10 Essential Linux Tools for Network and Security Professionals

10 Essential Linux Tools for Network and Security Professionals

Choosing just 10 open source Linux security tools isn’t easy, especially when network professionals and security experts have dozens, if not several hundred, tools available.

There are different sets of tools for almost every task: network tunneling, tracing, scanning, mapping. And for all environments: Wi-Fi networks, web applications, database servers.

We consulted a group of experts (Vincent Danen, VP of Product Security, RedHat; Casey Bisson, Head of Product Growth, BluBracket; Andrew Schmitt, BluBracket Security Advisory Panel Member; and John Hammond, Senior Security Researcher, Huntress) to develop this list of must-have Linux security tools.

Most of the ones listed here are free and open source. The two that cost money are Burp Suite Pro and Metasploit Pro. Both are considered indispensable in any enterprise penetration testing and vulnerability assessment program.

1. Aircrack-ng for Wi-Fi network security

Aircrack-ng is a set of tools for security testing of wireless networks and Wi-Fi protocols. Security professionals use this wireless scanner for network administration, hacking, and penetration testing. It focuses on:

  • Supervision: Packet capture and data export to text files for further processing by third-party tools.
  • Aggressor: Replay attacks, deauthentication, rogue access points via packet injection.
  • Tests: Check Wi-Fi cards and driver capabilities.
  • Cracking: WEP and WPA PSK (WPA 1 and 2).

According to the Aircrack-ng website, all tools are command line, allowing heavy scripting. The tool works mainly on Linux, but also on Windows, macOS, FreeBSD, OpenBSD, NetBSD, as well as Solaris and even eComStation 2.

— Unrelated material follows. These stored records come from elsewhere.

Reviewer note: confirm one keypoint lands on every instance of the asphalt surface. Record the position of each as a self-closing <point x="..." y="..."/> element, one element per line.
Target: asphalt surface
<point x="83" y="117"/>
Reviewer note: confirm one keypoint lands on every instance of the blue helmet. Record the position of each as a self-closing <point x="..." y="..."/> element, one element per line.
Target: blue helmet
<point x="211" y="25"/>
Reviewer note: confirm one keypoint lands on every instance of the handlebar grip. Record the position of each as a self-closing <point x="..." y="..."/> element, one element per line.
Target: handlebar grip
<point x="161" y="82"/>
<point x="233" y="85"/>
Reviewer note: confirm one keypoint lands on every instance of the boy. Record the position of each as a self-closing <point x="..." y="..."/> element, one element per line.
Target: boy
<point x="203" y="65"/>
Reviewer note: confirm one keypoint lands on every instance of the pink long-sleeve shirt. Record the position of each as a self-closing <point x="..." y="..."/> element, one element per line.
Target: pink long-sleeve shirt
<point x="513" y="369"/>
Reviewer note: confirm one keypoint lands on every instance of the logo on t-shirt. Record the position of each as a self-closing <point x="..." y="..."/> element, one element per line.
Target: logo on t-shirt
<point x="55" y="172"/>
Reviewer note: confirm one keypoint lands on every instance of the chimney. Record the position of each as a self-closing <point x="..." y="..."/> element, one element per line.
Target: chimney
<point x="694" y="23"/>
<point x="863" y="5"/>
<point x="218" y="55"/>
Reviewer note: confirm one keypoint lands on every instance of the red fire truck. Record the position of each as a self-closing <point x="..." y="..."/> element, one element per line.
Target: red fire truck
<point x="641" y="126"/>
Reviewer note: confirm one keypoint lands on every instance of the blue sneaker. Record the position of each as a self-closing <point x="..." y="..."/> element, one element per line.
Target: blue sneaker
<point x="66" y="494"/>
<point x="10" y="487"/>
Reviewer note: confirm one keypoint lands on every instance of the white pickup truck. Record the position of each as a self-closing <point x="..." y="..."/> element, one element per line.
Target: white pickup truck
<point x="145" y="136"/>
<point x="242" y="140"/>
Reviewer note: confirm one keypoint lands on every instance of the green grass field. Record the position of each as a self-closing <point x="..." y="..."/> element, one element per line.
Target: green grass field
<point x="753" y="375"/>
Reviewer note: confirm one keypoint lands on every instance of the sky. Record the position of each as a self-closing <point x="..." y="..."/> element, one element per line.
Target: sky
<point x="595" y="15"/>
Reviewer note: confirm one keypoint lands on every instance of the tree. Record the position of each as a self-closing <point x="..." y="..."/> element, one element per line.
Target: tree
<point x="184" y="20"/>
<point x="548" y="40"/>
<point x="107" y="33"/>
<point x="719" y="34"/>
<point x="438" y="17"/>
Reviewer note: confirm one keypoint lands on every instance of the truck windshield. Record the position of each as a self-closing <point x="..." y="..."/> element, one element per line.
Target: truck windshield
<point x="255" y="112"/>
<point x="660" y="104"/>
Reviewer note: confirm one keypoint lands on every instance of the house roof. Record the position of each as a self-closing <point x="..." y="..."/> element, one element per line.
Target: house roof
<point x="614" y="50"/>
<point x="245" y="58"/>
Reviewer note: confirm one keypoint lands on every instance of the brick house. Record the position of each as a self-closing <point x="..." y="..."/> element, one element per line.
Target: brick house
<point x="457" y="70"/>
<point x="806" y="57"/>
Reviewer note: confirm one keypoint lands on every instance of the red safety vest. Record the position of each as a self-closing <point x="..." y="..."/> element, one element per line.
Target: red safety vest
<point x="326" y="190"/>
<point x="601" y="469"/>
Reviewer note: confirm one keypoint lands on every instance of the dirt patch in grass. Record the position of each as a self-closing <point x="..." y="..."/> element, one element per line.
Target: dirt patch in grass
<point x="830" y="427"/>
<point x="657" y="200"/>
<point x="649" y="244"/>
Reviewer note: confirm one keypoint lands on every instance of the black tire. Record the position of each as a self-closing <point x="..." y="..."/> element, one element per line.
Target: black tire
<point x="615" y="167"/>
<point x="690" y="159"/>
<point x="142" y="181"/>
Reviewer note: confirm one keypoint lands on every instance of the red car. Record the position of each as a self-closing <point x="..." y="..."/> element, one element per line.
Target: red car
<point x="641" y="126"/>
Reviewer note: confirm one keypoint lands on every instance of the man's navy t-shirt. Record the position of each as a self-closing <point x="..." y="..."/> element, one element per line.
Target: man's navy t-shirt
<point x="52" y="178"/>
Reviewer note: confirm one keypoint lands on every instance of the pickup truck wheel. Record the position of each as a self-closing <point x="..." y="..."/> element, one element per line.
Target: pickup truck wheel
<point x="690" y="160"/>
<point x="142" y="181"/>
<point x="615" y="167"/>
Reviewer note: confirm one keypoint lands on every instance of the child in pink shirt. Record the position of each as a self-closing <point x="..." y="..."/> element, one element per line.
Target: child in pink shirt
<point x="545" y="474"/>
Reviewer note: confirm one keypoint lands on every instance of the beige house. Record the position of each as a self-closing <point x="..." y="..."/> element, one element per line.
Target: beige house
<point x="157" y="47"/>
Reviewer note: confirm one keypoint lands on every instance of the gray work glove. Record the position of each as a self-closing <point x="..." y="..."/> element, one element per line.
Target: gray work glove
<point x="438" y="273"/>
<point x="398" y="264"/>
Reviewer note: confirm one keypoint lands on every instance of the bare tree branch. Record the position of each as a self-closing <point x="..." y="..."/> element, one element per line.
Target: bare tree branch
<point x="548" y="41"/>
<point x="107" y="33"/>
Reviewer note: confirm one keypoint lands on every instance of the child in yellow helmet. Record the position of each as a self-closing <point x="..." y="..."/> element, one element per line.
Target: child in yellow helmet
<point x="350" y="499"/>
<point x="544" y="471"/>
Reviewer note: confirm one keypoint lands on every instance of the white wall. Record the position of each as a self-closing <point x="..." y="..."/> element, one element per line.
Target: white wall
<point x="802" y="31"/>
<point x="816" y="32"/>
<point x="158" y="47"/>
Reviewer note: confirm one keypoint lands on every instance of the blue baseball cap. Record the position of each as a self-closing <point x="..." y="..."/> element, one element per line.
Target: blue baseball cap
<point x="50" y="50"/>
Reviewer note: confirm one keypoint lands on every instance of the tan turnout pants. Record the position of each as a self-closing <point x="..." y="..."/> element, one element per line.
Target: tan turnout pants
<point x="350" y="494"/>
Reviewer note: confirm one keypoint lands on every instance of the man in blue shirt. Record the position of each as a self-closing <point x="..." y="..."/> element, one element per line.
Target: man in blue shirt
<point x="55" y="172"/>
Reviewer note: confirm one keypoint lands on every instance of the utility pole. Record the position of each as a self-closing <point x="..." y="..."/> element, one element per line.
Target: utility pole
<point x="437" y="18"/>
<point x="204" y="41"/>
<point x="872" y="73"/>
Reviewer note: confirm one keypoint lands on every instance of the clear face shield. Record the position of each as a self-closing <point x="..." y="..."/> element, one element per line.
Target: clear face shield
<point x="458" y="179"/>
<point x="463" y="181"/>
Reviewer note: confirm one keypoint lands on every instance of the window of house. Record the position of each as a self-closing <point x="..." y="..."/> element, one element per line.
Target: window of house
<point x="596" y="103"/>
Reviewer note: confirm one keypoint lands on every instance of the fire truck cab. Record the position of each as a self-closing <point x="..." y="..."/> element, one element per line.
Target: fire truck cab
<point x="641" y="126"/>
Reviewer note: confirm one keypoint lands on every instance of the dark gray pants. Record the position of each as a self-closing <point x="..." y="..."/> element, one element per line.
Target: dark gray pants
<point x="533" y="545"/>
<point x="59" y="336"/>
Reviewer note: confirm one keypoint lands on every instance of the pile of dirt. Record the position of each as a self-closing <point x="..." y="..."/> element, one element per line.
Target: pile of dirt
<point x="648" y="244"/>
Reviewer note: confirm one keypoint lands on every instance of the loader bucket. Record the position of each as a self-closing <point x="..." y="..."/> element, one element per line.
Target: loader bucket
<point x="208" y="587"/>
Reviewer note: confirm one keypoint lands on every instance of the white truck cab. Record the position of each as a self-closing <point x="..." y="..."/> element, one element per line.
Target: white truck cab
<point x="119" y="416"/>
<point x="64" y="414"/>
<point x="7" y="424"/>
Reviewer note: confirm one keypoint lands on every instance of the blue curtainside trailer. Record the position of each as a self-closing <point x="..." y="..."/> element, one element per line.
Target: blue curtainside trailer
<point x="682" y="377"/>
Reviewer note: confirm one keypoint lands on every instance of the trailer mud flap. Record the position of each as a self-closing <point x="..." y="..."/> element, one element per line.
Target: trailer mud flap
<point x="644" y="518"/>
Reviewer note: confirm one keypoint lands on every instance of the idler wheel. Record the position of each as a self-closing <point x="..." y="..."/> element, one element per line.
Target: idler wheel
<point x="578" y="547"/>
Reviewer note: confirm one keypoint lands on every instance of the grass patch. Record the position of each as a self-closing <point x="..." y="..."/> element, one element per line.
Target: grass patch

Cost: Free open source software.

2. Burp Suite Pro targets web application security

Burp Suite Professional is a suite of web application tests used to assess the security of online websites. Burp Suite works as a local proxy solution that allows security professionals to decrypt, observe, manipulate, and repeat web requests (HTTP/websockets) and responses between a web server and a browser.

The tool comes with a passive scanner that allows security professionals to map the site and check for potential vulnerabilities while manually crawling the site. The Pro version also offers a very useful Active Web Vulnerability Scanner that enables further vulnerability detection. Burp Suite is extensible through plugins, so security professionals can develop their own enhancements. The Pro version has the most robust plugins, making Burp a multi-tool suite of very useful web attack tools.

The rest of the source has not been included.